“I’ve got to come to hear you,” Amy said, “whether I like it or not. Mal asked me to work out the first go-round with you and make notes on the script as we go. He’ll be in to hear you and the others in about an hour.”
“Like it or not!” Peggy said in mock indignation. “What makes you think there’s even a chance you won’t like it? I propose to be brilliant!”
Of course she knew better. Brilliance is not in the picture in these early readings. A half hour later, in Studio 3, having gone once through Act Two, Scene Two, she realized wryly just how far from brilliance they were!
The play, which Randy described as a fantasy, or a “modern morality play,” was not an easy one for the actors. The parts could, with too broad a reading, descend into farce or, with not just the right quality of the fantastic, slide off into dullness. The setting was a resort which was, in actuality, a sort of rest home for wealthy people who needed to get away from themselves for a while—or to find themselves. The point of the play, which gradually emerged, was that each of the characters had somehow led at least two distinct kinds of lives and had found both of them unsatisfactory. All the people in the play were trying, in whatever ways they could, to find some third or fourth kind of life that might be more pleasant and satisfying than the last; all of them were getting more confused every day they tried.
Peggy’s part, then, was not easy. She was playing the role of a young girl of twenty-one who had been a very successful child movie star, but who had not made a picture since she was twelve. Realizing that she was through with show business, she had tried to pretend that she was just an ordinary person who could live an ordinary life. She had gone through college and started work as a secretary, keeping secret the fact that she had been a movie star. But shortly before the play opens, she has suddenly come into the fortune which she had earned as a child, but which had been held in trust for her. The money confuses her, and the publicity she gets when the story of the money comes out makes it impossible for her to continue as a secretary.
The difficulty for Peggy was in making this character seem true and alive. This meant that the personalities of an ex-child movie star, a quiet, precise secretary, and a bewildered new heiress must all be combined in one believable whole.
Each of the other actors had a similar problem of dual personality, and they all had great difficulty not only in interpreting each role, but in deciding how any two or more characters were to speak to each other. Part of the point of the play, cleverly conceived and written by Randy, was that each character brought out one special aspect of each other character, so that Peggy had to act quite differently, almost minute by minute, depending on whom she was speaking to.
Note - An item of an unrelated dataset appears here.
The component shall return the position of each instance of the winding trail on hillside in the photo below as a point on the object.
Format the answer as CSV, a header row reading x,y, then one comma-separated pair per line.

Their first efforts in this reading were often so wrong as to be hilarious. The scene included Peggy, Greta, the “businessman type” who was an affable, charming man named Alan Douglas, and the comedian, a roly-poly actor named Gil Mulligan. Their attempts at finding a suitable kind of relationship for this scene were not very successful, and they were so intent on establishing character that they often paid very little attention to their lines, and garbled the words. To make matters worse, Mulligan had a knack of taking each “fluff,” which is what actors call a mistake, and carrying it on one step farther toward madness. When Mal finally arrived to see how the group was doing, they were all doubled up in helpless laughter.
When they had caught their breath, Amy tried to explain to Mal. “The characters are so shifting,” she said, “that everybody’s confused about how they’re supposed to act to whom. Or am I confusing it more? Anyway, they’ve all been fluffing lines like mad.”
“Of course,” Mal said matter-of-factly. “Wrong approach, and all of you should have known it. It’s far too early in the game to try to define your characters. You have more than enough work to do in just getting your lines down cold. What I want you to do for a while is just to go over the lines and learn your cues. Read your parts straight. After you’re easy in what you’re doing, we’ll work at establishing character and shifting viewpoint and response. Besides—and pardon me if I sound like a tyrannical director—I’d rather you wouldn’t play around with character development when I’m not here. Now, have you read the scene through yet?”